Elementos do cotidiano atual brasileiro: “O fascista pratica o culto da ação e da violência e prega o armamento do ‘povo’ contra uma hipotética ditadura. Na verdade, visa à tomada de um poder acima da lei e até do Exército – a própria ditadura. Disfarçadamente ou não, patrocina desfiles motorizados (aqui, chamados de ‘carreatas’) com militantes embrulhados nas cores nacionais buzinando e berrando palavras de ordem pelos alto-falantes, tentando dar a impressão de que tem o ‘povo’ ao seu lado”.
O colunista explica que adaptou de uma enciclopédia do pensamento político publicada nos anos 1960 a descrição do fascista típico, que “tem um desagradável odor familiar. Adequa-se perfeitamente à figura de Jair Bolsonaro”, com um aparelhamento estatal destinado “a eternizá-lo no poder”.

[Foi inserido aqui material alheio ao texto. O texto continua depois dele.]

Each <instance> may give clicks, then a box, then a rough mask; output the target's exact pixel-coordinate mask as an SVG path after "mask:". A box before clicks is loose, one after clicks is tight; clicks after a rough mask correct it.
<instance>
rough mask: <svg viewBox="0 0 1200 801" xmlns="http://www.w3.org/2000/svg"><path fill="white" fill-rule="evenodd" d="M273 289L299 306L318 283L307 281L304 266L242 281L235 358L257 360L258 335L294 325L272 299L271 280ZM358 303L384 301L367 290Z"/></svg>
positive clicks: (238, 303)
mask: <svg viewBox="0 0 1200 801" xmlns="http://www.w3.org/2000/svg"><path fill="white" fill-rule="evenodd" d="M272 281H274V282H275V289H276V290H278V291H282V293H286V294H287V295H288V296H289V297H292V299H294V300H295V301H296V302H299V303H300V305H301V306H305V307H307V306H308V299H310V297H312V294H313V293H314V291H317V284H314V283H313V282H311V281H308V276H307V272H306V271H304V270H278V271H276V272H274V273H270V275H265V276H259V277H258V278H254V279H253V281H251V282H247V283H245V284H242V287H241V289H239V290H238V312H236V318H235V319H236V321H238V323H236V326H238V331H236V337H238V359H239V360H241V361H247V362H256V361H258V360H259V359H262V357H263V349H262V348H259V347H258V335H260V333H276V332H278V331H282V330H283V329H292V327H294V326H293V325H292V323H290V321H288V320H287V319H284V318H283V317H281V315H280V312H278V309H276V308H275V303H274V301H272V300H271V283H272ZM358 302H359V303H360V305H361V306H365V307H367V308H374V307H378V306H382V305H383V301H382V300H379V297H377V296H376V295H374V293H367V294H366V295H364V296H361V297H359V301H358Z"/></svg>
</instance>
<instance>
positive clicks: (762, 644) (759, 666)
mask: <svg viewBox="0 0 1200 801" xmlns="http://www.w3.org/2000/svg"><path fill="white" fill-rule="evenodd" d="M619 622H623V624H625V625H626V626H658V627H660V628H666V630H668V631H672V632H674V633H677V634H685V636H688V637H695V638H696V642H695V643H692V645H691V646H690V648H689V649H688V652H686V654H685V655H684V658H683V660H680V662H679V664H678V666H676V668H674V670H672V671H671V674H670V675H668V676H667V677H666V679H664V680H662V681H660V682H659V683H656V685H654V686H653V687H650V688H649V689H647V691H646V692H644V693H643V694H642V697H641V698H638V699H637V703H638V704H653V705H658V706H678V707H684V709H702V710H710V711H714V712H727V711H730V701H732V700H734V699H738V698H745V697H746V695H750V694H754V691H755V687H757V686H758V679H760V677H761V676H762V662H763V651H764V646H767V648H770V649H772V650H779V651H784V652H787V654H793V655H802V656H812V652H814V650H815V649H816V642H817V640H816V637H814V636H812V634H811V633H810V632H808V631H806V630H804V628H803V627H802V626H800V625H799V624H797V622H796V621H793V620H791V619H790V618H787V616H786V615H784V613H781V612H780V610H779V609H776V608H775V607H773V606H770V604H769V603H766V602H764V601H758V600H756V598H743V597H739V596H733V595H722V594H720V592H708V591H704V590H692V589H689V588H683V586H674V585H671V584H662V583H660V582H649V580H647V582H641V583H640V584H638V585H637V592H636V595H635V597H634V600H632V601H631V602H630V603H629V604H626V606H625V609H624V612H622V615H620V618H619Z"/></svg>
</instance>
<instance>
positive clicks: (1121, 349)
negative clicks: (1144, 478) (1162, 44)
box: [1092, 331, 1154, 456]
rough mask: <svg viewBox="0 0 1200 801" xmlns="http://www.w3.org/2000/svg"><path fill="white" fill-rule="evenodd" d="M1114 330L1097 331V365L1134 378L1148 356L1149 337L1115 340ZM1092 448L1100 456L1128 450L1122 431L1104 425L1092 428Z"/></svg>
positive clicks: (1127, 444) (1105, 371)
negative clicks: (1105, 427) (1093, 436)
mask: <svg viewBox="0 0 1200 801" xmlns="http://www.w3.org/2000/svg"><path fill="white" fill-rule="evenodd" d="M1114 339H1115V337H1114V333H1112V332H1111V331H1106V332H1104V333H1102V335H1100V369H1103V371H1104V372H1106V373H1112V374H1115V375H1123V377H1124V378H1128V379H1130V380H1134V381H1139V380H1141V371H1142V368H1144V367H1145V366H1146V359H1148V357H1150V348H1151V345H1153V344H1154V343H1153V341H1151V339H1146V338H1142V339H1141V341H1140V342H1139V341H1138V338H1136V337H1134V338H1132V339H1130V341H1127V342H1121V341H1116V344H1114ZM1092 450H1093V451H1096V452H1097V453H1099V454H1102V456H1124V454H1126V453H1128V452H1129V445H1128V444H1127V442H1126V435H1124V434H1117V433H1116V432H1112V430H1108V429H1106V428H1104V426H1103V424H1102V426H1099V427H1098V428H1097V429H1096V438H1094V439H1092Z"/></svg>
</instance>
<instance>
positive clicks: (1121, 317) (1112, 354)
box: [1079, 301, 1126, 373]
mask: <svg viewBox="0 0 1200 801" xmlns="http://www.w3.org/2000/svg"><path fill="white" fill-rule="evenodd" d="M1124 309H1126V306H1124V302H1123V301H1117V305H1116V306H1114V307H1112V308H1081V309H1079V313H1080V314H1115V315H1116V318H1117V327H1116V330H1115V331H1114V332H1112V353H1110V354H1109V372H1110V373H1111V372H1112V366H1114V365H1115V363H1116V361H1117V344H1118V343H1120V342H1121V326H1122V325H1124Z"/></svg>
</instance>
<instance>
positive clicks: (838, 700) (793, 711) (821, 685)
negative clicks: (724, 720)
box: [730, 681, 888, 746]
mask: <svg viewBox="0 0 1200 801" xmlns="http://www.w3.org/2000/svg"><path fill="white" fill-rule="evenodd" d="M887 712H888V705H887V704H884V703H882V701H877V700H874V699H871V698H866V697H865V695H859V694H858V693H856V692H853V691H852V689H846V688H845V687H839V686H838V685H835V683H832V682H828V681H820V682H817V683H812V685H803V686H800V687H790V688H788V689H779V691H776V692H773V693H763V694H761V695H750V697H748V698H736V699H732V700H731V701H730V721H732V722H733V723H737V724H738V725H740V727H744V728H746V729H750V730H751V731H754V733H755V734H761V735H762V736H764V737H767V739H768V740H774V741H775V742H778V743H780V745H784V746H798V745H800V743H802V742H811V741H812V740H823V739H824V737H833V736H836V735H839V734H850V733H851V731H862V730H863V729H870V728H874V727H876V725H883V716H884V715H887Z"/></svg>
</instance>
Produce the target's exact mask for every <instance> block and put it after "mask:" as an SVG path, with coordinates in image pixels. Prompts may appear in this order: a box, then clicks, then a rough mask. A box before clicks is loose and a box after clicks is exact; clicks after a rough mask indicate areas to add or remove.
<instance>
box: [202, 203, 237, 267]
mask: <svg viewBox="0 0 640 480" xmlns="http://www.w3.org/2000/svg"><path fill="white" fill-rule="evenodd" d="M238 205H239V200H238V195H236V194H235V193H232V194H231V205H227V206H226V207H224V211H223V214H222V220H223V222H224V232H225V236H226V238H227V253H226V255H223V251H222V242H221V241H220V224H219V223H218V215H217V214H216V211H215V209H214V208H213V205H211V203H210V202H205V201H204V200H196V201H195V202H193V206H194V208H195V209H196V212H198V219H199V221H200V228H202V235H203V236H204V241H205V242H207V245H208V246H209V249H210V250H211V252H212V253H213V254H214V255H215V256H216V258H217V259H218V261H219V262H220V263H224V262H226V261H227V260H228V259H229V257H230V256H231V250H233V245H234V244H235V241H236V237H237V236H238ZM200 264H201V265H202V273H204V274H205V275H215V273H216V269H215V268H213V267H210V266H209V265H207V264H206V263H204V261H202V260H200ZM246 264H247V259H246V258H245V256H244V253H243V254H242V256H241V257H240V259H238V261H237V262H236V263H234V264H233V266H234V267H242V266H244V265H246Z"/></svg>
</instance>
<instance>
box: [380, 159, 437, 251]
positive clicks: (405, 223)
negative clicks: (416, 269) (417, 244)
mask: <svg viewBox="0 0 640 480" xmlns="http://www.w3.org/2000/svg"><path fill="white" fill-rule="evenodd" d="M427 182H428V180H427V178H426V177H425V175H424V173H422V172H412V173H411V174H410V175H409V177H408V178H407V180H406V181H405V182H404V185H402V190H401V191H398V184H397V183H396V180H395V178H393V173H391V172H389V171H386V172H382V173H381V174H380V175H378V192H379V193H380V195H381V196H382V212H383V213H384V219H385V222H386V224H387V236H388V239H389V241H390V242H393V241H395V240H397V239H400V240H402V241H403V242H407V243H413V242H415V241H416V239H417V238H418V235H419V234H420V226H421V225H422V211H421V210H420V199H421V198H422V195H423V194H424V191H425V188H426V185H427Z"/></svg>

Questionável é a afirmação de que “todo o poder judiciário, toda a grande imprensa” estão contra Bolsonaro, quando o procurador Augusto Aras é acusado de proteger Jair Bolsonaro de denúncias formais e a Record segue enaltecendo-o com titulos do tipo “’Estarei onde o povo estiver’, diz Bolsonaro após atos deste domingo”.
Ele lembra o fim de Benito Mussolini, abrindo uma perspectiva trágica para o próprio bolsonarismo: “A receita de fascismo por Mussolini, seguida por Bolsonaro, deu certo por muitos anos. Mas, um dia, terminou com Mussolini pendurado em praça pública de cabeça para baixo.”
Essa leitura da imprensa portuguesa permite ver que Bolsonaro leva o Brasil ainda mais para trás no seu modo de governar. Ele figura não apenas como uma referência às ditaduras fascistas, mas se torna um presidente cruzado.
Leva o Brasil do século XXI ao século XI, para o tempo das cruzadas. Um presidente que resgata, incorpora e impõe sempre o que há de pior na história da Europa e do mundo. Nada cria, apenas destrói.